By Harriet Rosenberg and Adrienne Shnier
May 9th 2016
Part 1: Weak Policies and Ghostly Authorship
This blog is presented in interview form and is an amalgamation of an interview plus several subsequent conversations between Adrienne Shnier, a graduate student at York University and Harriet Rosenberg, a retired York University professor. Adrienne’s PhD thesis is titled Medical education and financial conflict of interest relationships with the pharmaceutical industry in Canada: An analysis of four areas of medical education and will be available online in August 2016.
HR: Your research is part of a reform movement within medicine that focuses on the influence and impact of conflicts of interest—especially financial conflicts of interest.
Your thesis research and publications have been about the education of Canadian physicians, broadly speaking, and the role that conflict of interest awareness and policies have played in shaping medical science and ultimately patient care. You argue that neo-liberal government policies, in Canada and around the world, over the last 3 decades have played an important role in transforming the practices and culture of medicine.
AS: Policies that are pro-business have contributed to an environment of commercialization of medical information and the protection of that information as proprietary. This has led to trends toward the privatization and commodification of science in ways that most people don’t realize.

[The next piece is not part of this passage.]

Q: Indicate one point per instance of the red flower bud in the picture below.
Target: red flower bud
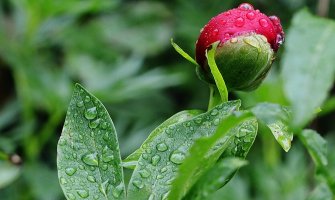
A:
(237, 23)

For example, new for-profit research organizations have emerged in recent years. Relationships with these types of organizations are now embedded institutionally, and so the study of policies around conflict of interest (COI), especially, financial conflicts of interest (fCOIs) becomes very important. Pharmaceutical industry funding for research has expanded dramatically. For example, it is worthwhile noting that as of 2005 the pharmaceutical industry has provided 70% of total funding for clinical trials in the US (see here and here).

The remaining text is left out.